À peine nous avons trinqué qu’elles descendent d’un trait la moitié de leur coupe et qu’elles se lèvent pour aller danser. Je n’ai pas le temps de relever la tête de mon verre qu’elles sont déjà toutes scotchées avec des mecs. Super… Je reste un peu en tête à tête avec Jack (non c’est pas vrai je boude pas). De la piste, elles se mettent à hurler à 5 « alleeeeeeez Shy, viiiiient daaaanser, alleeeeeeez !!!! vieeeeeeeens! ». Je ne suis pas flatté non, je suis gêné parce que du coup toutes les têtes se retournent forcément vers moi. Évidemment je fais bonne figure et m’élance d’un air (faussement) réjoui sur la piste. Évidemment, à peine je les ai rejointes qu’elles s’en retournent à leur (s) proie (s) respective (s) et je me retrouve seul à danser comme
un con sur Les lacs du Connemara (ouais je sais, mais en tant que mec dans une soirée filles, je n’avais pas mon mot à dire sur le choix du bar).

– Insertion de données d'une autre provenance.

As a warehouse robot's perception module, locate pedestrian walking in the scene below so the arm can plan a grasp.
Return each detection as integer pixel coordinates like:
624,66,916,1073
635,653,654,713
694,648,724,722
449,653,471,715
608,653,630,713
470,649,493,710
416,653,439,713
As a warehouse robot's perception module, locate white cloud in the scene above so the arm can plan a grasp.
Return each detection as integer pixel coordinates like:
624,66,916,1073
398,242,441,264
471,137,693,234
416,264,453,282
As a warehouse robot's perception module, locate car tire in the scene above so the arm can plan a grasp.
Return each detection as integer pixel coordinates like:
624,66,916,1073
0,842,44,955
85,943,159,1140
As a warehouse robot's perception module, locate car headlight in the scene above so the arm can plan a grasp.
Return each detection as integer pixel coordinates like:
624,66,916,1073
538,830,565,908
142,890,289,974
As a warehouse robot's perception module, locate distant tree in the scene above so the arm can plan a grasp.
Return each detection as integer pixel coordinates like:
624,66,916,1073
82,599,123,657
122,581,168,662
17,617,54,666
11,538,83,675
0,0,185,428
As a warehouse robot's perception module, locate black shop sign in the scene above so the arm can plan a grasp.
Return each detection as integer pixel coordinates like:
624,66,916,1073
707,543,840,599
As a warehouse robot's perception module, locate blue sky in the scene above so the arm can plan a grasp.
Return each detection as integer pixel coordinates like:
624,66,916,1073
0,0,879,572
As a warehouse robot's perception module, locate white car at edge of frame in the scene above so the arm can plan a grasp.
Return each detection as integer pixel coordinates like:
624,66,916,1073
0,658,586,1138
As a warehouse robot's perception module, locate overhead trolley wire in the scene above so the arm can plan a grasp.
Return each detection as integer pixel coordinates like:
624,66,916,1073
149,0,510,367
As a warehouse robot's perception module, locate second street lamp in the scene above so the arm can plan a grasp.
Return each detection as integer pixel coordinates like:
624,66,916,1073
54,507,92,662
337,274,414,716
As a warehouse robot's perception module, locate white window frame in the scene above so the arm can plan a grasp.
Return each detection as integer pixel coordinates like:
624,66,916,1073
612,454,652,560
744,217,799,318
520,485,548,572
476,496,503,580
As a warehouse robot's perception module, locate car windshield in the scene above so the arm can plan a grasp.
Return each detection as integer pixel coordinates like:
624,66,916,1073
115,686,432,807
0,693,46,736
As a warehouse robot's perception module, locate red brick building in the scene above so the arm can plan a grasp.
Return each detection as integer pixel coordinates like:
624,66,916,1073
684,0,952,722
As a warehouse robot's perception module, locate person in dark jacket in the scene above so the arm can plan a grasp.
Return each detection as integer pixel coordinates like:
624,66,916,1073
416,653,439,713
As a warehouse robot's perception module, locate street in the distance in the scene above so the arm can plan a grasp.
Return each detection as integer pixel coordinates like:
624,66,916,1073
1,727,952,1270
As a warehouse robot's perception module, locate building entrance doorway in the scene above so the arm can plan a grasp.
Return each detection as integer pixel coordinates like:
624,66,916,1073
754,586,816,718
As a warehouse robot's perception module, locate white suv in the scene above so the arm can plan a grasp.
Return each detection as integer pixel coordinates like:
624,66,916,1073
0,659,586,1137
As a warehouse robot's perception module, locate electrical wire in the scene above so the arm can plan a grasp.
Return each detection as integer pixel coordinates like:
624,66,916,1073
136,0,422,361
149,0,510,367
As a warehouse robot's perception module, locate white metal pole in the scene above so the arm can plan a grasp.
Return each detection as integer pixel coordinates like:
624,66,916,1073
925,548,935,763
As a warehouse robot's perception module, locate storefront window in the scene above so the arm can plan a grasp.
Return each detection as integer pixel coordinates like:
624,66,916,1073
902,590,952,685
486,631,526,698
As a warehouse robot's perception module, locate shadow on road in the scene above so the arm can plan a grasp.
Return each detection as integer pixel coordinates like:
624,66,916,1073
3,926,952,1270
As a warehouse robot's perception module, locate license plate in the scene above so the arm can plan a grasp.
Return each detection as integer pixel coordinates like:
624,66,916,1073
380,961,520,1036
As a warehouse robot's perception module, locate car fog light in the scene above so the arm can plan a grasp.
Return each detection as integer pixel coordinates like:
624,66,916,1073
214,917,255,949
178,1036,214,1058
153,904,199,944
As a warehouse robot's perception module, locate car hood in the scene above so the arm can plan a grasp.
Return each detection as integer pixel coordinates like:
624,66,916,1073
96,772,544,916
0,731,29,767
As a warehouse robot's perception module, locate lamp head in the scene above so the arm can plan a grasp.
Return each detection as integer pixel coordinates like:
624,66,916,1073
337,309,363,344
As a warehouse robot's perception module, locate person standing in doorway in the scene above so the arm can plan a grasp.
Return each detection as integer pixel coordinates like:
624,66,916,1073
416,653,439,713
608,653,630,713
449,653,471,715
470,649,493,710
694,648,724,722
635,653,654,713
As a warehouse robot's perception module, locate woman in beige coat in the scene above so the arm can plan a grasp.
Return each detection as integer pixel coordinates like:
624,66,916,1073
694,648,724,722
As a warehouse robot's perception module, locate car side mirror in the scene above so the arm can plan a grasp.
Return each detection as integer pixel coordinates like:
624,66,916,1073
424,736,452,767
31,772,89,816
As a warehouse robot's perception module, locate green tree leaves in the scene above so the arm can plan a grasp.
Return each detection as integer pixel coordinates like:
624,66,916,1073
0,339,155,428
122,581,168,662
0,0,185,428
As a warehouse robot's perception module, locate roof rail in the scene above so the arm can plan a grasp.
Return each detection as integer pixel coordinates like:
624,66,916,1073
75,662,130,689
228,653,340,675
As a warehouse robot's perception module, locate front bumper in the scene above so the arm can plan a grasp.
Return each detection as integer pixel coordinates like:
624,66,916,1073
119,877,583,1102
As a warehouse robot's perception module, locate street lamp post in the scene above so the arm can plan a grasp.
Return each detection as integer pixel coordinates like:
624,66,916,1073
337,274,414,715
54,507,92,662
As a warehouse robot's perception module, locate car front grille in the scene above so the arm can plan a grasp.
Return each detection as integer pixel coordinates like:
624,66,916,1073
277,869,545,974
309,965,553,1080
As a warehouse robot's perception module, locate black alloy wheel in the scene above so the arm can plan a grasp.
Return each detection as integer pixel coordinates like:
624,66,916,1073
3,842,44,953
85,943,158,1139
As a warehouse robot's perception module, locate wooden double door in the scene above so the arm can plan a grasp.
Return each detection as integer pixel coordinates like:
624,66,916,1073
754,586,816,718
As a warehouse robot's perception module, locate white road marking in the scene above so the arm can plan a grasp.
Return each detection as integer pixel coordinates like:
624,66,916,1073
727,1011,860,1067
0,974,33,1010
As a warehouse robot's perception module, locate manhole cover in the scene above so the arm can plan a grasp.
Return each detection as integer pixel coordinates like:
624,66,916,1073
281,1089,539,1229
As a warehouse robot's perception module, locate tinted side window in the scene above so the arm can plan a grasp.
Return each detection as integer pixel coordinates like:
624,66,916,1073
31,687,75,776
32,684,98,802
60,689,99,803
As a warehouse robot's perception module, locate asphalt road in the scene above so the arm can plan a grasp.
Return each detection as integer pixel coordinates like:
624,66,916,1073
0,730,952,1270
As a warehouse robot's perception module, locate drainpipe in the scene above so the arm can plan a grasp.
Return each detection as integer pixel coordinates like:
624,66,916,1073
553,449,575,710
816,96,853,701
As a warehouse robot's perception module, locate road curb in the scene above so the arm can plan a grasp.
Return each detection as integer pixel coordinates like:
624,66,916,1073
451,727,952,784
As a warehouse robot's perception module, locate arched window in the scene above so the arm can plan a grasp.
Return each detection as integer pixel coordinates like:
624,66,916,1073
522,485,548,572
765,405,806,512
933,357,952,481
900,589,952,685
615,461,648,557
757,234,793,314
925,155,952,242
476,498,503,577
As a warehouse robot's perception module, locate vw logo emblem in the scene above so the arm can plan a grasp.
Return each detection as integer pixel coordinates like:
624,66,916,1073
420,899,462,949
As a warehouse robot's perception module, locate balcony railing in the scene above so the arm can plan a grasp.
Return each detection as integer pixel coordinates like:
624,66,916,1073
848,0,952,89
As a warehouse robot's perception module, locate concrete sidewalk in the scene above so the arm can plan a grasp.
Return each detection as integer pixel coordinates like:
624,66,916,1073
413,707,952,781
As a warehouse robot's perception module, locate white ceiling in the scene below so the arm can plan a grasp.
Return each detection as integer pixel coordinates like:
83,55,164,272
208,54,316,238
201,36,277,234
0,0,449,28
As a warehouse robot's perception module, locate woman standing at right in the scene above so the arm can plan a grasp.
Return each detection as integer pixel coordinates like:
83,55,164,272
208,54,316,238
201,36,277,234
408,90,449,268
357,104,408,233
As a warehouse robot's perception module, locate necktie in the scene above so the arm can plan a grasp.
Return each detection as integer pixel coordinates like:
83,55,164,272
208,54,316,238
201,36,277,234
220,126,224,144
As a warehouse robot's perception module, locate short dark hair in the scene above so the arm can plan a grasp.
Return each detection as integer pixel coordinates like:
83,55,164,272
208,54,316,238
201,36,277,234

Heureusement la blonde de tout à l’heure est elle aussi en train de danser seule. Je passe donc en mode « approche » (pooooom pom ; poooooom pom ; popépompépompépompé…) : ondulant sur la piste comme mon totem ondule dans l’eau, je l’ignore un peu, un coup d’œil de temps en temps, je danse de dos en me rapprochant et me retourne pour qu’on se regarde bien droit dans les yeux. OK, je m’approche et choisis une prise de contact des plus originales : « salut, tu t’appelles comment ? » Là, miss blonde me lance un regard plus noir que l’humour de Michel Müller et me feule à la figure « tu te fous de ma gueule! tout à l’heure tu me proposes un verre, j’accepte avec un grand sourire et tu me laisses poireauter comme une conne pendant une heure! C’est quoi ton problème ? » Le problème c’est que j’ai plus de Jack Daniel’s là ; copain barman s’teu plait, mets quatre doses cette fois-ci… 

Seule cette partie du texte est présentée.